Monday, June 15, 2009

Long post coming....

So, let's talk about the truth. Being truthful about myself and truthful about how I'm feeling.

The truth is I've been suffering an amazing amount of mental anxiety and anguish because I've been feeling blue. I would get myself worked up and anxious because for some reason the script in my head that I have had since a child is that people who are unhappy want to die, and I don't want to die. So I thought it would make me want to die and I would be out of control and couldn't save myself.

I finally figured it all out last Monday, on the way home from a client site in the tunnel. I figured out what the fear was, the fear of losing control of myself. That made me even more anxious, which continued to cause the anxiety attacks. You know, (I'm joking here) some people have fears of things that cause them stress - planes, spiders, etc... but can I be normal? No, I have to fear myself! I joke about it now, but my brain is too smart for itself. It keeps working until it solves a problem which was driving me crazy and making me afraid.

Anyway... I spoke with my therapist about it, and she recommended getting into my doctor right away to get some meds. Then that scared me. Why? Because one possible side effect is a worsening of the anxiety and depression, which could cause suicidal thoughts. That was what I was so afraid of, and here they are giving me medicine that may cause it. I had to face the hurdle.

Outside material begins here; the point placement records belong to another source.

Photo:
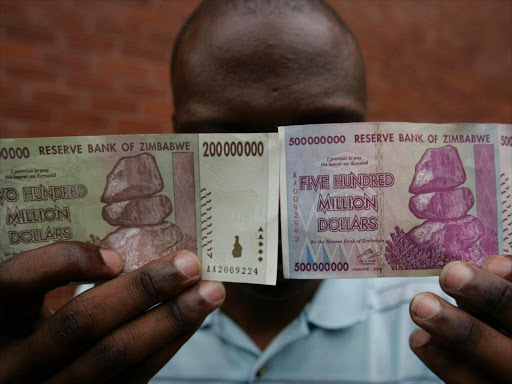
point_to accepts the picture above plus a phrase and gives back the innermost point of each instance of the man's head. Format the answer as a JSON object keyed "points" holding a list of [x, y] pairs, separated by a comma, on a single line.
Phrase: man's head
{"points": [[253, 65]]}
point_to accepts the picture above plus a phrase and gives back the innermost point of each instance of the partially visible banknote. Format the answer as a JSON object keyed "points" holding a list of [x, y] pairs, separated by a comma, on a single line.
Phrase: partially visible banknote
{"points": [[145, 196], [393, 199]]}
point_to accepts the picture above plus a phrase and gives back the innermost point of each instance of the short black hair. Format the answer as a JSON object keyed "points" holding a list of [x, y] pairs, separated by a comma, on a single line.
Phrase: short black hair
{"points": [[265, 7]]}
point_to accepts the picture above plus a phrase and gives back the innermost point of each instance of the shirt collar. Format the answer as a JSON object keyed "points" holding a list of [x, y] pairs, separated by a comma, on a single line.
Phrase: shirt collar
{"points": [[339, 303]]}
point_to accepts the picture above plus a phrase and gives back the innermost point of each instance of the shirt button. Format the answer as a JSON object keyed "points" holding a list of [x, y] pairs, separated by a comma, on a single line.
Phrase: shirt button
{"points": [[261, 371]]}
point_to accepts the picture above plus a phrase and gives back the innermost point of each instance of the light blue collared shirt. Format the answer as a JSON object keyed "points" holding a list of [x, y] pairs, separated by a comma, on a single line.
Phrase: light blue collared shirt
{"points": [[353, 331]]}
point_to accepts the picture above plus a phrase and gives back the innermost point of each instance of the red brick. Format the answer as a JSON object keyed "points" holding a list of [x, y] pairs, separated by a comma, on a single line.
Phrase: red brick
{"points": [[62, 19], [12, 9], [31, 33], [93, 82], [158, 108], [145, 90], [145, 16], [88, 43], [123, 68], [112, 104], [86, 122], [26, 73], [143, 50], [68, 61], [53, 98], [14, 50], [12, 90], [9, 110]]}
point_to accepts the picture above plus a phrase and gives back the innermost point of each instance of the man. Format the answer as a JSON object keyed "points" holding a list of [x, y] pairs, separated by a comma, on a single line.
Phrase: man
{"points": [[251, 66]]}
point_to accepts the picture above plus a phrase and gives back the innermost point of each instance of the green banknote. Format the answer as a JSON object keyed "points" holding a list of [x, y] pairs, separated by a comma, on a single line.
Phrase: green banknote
{"points": [[145, 196]]}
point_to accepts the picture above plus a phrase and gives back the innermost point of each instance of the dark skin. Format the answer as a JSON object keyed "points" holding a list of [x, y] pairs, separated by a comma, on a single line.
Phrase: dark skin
{"points": [[304, 91], [287, 86], [233, 74]]}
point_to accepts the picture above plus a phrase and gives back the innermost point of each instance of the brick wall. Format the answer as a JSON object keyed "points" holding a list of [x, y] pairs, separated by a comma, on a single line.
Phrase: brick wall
{"points": [[74, 67]]}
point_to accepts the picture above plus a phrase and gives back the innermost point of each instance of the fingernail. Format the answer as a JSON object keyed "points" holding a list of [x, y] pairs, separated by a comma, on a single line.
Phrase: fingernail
{"points": [[424, 306], [456, 276], [186, 263], [499, 265], [212, 291], [112, 259], [419, 338]]}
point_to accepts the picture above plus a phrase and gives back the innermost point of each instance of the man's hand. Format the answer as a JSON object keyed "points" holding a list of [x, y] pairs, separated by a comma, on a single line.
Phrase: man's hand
{"points": [[471, 343], [106, 333]]}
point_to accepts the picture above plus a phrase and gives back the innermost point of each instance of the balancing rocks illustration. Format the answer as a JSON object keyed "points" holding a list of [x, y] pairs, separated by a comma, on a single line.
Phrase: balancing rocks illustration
{"points": [[448, 232], [132, 204]]}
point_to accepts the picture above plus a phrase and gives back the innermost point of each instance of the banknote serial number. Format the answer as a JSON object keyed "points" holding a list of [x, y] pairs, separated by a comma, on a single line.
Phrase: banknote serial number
{"points": [[233, 149], [232, 270], [14, 153], [316, 140], [322, 267]]}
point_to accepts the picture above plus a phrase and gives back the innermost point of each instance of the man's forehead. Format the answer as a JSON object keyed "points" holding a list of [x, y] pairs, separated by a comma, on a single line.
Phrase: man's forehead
{"points": [[259, 62]]}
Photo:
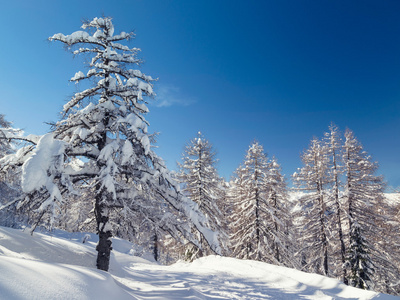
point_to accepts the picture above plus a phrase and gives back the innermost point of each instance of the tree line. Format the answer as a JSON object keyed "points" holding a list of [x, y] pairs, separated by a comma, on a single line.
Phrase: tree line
{"points": [[96, 171]]}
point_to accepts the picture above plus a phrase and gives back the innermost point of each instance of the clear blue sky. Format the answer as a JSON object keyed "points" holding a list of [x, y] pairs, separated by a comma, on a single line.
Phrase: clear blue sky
{"points": [[276, 71]]}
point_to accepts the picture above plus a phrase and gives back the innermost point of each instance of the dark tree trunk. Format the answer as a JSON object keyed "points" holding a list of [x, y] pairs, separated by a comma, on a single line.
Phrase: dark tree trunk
{"points": [[104, 231]]}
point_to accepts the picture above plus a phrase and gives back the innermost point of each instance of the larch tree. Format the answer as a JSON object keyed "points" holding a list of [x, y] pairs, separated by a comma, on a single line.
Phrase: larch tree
{"points": [[363, 195], [253, 216], [201, 183], [312, 178], [335, 171], [279, 205], [104, 127]]}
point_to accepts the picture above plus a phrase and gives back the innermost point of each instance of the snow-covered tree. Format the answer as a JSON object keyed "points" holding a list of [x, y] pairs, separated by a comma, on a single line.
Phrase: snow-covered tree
{"points": [[254, 215], [313, 178], [201, 183], [334, 147], [104, 127], [363, 196], [282, 221], [9, 184]]}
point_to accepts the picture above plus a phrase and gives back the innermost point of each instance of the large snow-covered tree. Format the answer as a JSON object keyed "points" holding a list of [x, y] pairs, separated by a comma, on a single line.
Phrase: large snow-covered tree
{"points": [[335, 171], [104, 128], [201, 183], [258, 231], [278, 201], [312, 178], [363, 196]]}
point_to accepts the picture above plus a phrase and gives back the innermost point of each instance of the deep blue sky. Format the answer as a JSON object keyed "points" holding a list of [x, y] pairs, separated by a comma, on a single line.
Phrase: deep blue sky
{"points": [[276, 71]]}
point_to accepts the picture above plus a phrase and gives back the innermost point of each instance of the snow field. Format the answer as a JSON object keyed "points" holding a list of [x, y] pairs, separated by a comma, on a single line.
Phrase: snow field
{"points": [[60, 266]]}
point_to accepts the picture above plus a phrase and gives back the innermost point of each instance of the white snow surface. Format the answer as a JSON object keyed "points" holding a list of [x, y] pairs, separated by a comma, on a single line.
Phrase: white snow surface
{"points": [[60, 266]]}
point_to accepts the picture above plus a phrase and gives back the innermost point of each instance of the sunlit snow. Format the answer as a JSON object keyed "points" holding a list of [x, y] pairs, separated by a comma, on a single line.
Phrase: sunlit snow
{"points": [[60, 266]]}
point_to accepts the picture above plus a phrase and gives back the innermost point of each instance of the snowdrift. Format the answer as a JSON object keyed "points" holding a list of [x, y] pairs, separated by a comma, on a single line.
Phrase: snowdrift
{"points": [[60, 266]]}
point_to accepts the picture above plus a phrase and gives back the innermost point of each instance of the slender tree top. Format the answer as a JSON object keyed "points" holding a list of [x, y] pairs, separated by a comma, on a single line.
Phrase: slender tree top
{"points": [[109, 66]]}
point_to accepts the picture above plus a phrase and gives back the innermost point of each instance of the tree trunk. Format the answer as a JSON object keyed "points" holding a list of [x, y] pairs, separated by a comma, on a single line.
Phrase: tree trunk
{"points": [[104, 231]]}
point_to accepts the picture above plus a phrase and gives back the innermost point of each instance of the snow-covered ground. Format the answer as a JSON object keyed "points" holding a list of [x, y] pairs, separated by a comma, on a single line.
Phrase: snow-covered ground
{"points": [[60, 266]]}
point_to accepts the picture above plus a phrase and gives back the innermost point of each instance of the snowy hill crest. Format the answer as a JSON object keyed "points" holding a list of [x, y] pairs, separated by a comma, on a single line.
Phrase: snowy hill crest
{"points": [[60, 266]]}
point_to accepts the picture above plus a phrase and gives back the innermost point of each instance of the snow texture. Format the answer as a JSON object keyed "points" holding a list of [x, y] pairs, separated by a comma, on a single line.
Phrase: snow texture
{"points": [[59, 266]]}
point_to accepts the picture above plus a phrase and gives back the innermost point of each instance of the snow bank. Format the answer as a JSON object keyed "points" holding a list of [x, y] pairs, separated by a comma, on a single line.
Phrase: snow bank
{"points": [[60, 266]]}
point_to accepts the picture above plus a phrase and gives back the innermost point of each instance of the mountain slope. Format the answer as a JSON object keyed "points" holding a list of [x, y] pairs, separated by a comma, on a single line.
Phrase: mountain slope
{"points": [[60, 266]]}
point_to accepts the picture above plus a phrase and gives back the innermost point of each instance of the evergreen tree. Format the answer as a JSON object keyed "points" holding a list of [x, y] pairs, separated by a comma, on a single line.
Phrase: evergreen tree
{"points": [[313, 179], [201, 183], [363, 195], [104, 127], [334, 147], [280, 207], [254, 217]]}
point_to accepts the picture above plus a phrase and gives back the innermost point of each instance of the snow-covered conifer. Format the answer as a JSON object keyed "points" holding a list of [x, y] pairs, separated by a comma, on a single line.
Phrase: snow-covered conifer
{"points": [[313, 178], [253, 218], [104, 126], [334, 147], [201, 183], [363, 196], [282, 222]]}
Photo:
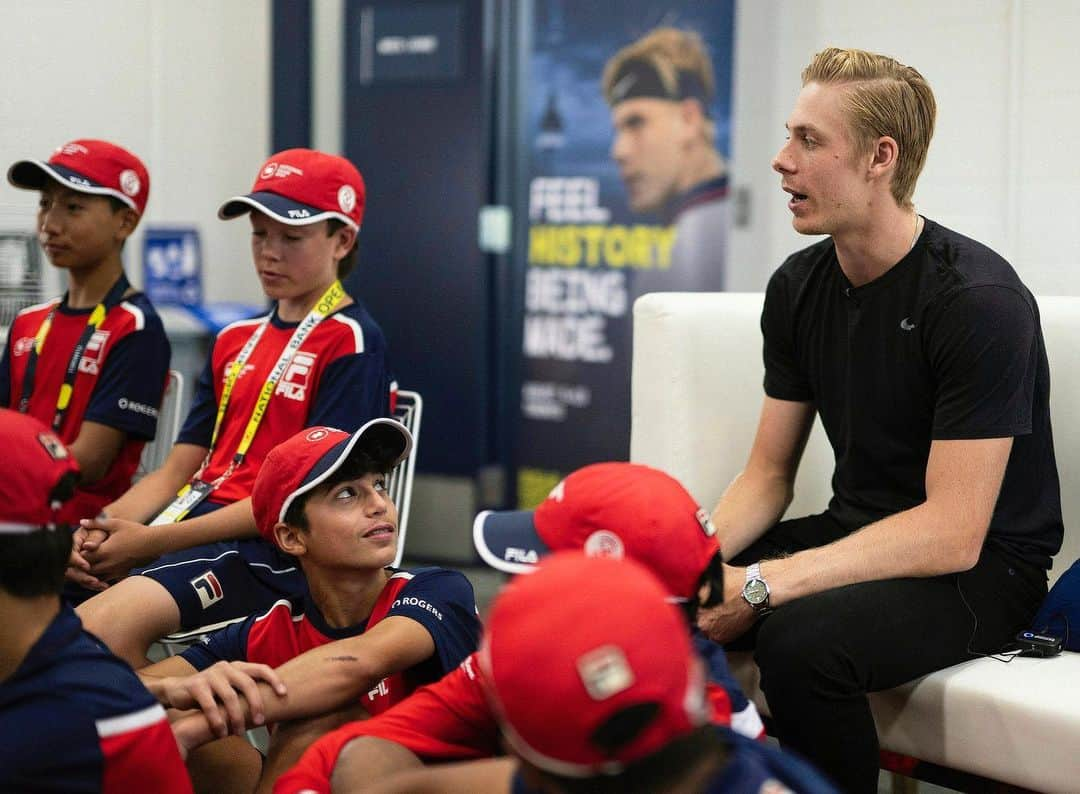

So I started taking my meds on Saturday. I had a small anxiety attack on the bus up to Atlantic City, but it was the same fear that I've been having. That I wasn't going to get better, I was going to spiral into a pit of despair, and there wasn't going to be help for me. But then by the afternoon I felt better. Actually, by 9pm that night I felt like the old me, that I was so happy. I cried tears of joy, because I was back.

Sunday I had some uncomfortableness in the morning, but by afternoon I was feeling amazing... then I would remember that I was taking meds, the thought would come back for a second and then float away.

Today, I feel so much better. I feel safe enough, in the sense that I am in control enough, to work with my therapist to deal with the funk I've been feeling. What is the funk that I've been feeling? I don't know. I have a lot of repressed anger and rejection that I have been stuffing down for 30 years. Things that happened in my child-hood, things that happened in my adult-hood, and some really unfair things that happened to me. I've always said, "Oh well, such is life" and moved on. I always put my nose down, internalized it, and never let it bother me. What did that get? That got a child who wouldn't cry at her grandparent's funeral, but the minute she stumps her toe outside would cry like the world was going to end.

I don't ever believe in a pity party or a victim mentality, but my coping mechanism is over-rationalization. Something bad happens, and my first thought of why I feel sad about it is that because I had unreasonable expectations. I shouldn't have put stock in something that I couldn't control, so it's my own fault that I am sad. Or, I didn't see it right, I thought it was more than it was, and I was living the fantasy of the truth, opposed to the truth, which is my fault for being whimsical in that way. I never place blame where blame belongs. I think that's because I hold the belief that people don't intentionally mean to hurt me, they just didn't know what I was expecting.

But why don't I share what I'm expecting or my authentic self with them? Well, because I have a belief that they don't want it. My experience, until now, is the belief that people don't want anything more than superficial relationships with me. I don't know if that is true or not, but my evidence is that I project this happy-go-lucky facade and no one ever gets to see the truth behind it. I also push on because I think that's the adult thing to do. I've been an adult since I've been a little girl, and not throwing temper tantrums, getting mad, being selfish, all of those things that children do, was my way of being mature and an adult. And I got rewarded for it. But it's left a bunch of shit trapped inside of me that I've never dealt with.

I had to learn to block the bad things. I'm sensitive. My role in the family is to be the strong one. I'm the one that sees it all, knows the other is suffering, and I hold it together when they can't. I protect them when they can't protect themselves. That's how I learned to march forward with such strong resolve and little emotion. Because if I let myself feel it, then I would fall apart too, and there would be no protection. I also take on other people's emotions. I can usually feel the intense "negative" ones, and I experience the emotion with them. I've learned to block it over the years to remain in control. But I got to a point where I couldn't block it any more. It is the right time to face it all. And what better way to do it than when you turn 30?

I'm surrounded by great friends and family, I have wonderful work and a great learning experience, so this is the time to clean me out. I'm sure I'll be talking about this when I'm older, to my kids and grand kids - "when I turned 30, I finally cleaned myself out, and learned to truly accept me."

That's really what it is about for me. Acceptance. I don't want to feel like I have to hold it all together anymore. I want to be authentic and still get love, and not feel like I have to please everyone to get it. I don't want to mold myself anymore to be whoever it is that each person expects me to be.

Yes, I am a bubbly, fun-loving type who thinks every cloud has a silver lining, and that's not going to change. But now I'm going to be real.